An overview of Medicaid eligibility for nursing-home care in Illinois

The following overview applies both to current applications and those filed after enactment of the DRA. Basic eligibility requirements are unchanged by the Act.

Who is eligible? DHS authorizes Medicaid to cover care in a nursing facility to an eligible person who needs help paying for the cost of his or her care. To qualify, an applicant must

* be a U.S. citizen or a qualified alien,

* be a resident of Illinois,

* be aged (age 65 or older), blind, or disabled,

* have a medical necessity for nursing care, and

* have personal resources and income within strict limits.

Medical necessity. To qualify for Medicaid payment for nursing facility care, an applicant must be deemed medically in need of long-term care and reside in a licensed nursing facility participating in the Medicaid program. The determination of "medical necessity" for nursing-home care is documented by a screening evaluation completed by either the Illinois Department on Aging or DHS.

Income eligibility. Upon application for Medicaid, DHS completes an assessment of both the applicant's income and his or her spouse's, if he or she is married. DHS then establishes the amount the applicant must contribute to the nursing facility each month. The agency does not include the income of the spouse (aka "community spouse" or "CS") in making this determination. Medicaid pays the balance to the nursing facility.
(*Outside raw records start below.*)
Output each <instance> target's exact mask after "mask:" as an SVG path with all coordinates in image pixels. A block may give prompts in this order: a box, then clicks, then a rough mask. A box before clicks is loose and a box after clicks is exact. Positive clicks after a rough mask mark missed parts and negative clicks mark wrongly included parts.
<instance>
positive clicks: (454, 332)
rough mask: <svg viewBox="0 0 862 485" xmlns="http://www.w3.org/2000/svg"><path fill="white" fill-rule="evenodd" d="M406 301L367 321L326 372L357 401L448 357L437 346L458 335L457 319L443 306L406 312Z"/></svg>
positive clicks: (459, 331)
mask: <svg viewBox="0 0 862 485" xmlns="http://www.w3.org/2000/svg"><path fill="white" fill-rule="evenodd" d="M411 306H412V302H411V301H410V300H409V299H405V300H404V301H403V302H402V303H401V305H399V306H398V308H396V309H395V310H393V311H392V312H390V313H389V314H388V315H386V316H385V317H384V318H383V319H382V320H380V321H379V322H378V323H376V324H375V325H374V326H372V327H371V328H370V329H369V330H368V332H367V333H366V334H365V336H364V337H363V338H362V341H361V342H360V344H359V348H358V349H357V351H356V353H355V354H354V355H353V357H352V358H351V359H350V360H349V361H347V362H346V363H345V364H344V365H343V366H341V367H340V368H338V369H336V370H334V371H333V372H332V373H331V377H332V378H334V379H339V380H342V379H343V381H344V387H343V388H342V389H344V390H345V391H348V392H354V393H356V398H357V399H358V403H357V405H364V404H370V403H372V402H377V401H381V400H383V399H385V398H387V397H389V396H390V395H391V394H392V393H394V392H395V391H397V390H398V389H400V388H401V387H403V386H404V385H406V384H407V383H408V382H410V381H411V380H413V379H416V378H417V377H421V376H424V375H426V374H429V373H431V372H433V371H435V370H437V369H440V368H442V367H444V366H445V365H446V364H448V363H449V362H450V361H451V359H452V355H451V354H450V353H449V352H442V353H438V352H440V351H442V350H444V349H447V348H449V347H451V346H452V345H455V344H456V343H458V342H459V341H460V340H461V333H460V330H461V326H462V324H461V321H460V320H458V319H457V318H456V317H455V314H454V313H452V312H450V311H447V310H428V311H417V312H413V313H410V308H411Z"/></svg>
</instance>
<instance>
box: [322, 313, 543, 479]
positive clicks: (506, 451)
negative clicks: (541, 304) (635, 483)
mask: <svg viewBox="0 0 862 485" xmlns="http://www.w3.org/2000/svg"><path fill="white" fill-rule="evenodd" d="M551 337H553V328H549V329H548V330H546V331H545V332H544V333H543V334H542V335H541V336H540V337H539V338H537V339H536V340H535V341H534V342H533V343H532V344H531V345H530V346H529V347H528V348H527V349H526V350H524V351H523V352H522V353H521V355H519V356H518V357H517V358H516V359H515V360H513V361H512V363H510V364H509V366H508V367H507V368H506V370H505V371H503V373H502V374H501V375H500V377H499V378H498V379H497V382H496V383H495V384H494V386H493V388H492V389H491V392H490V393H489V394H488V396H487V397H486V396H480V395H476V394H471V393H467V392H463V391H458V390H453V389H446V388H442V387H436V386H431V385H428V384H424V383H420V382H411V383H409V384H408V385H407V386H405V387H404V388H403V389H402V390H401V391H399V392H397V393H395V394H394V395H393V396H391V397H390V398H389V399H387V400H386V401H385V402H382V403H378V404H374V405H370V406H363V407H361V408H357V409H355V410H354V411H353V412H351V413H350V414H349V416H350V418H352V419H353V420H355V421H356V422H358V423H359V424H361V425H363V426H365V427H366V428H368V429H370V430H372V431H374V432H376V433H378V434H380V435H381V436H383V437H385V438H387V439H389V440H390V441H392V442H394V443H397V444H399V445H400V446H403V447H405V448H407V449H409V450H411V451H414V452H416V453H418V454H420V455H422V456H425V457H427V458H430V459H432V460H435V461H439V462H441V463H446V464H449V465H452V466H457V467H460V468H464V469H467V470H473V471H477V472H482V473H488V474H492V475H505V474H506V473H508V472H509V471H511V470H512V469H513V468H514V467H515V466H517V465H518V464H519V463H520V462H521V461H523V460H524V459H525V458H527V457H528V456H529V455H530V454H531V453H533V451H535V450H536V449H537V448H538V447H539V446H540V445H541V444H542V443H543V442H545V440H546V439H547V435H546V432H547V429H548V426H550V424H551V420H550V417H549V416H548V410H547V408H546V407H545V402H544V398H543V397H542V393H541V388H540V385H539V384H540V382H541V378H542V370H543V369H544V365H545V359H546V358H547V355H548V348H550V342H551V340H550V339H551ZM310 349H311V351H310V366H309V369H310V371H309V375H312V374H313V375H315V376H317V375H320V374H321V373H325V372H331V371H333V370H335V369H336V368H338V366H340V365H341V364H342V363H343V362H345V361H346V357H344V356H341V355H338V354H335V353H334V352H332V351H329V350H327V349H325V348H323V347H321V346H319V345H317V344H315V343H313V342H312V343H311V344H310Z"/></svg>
The following amounts are deducted from the DHS determination of the amount the applicant must pay the nursing facility:

* A $30 personal allowance,

* medical insurance premiums,

* medical bills not paid by Medicaid, and

* the "community spouse maintenance needs allowance."

Community spouse maintenance needs allowance. DHS allows a married applicant to give all or a portion of his or her income each month to the CS to bring the CS's income up to an annual maximum, which is called the "community spouse maintenance needs allowance." For 2007, this amount is $2,541 per month.

For example, if the CS has monthly income of $1,000, the applicant may give up to $1,541 ($2,541--$1,000 = $1,541) of his or her monthly income to the CS. This monthly total is excluded from the amount the applicant must pay the nursing facility. The maximum amount may be increased only by a court order or an appeal.

If the CS's income exceeds the monthly maximum, the applicant may not give any income to the CS. In fact, a CS in that case might be required to make a support payment to DHS on the applicant's behalf. The amount is based on a sliding scale. This will not, however, make the applicant ineligible for Medicaid.

Resource eligibility. "Resources" are generally defined to include any real and personal property the applicant and CS possess. Real property is land and whatever is built on it. It includes both homestead and non-homestead property. Personal property includes all liquid assets, even if they are not now in liquid form.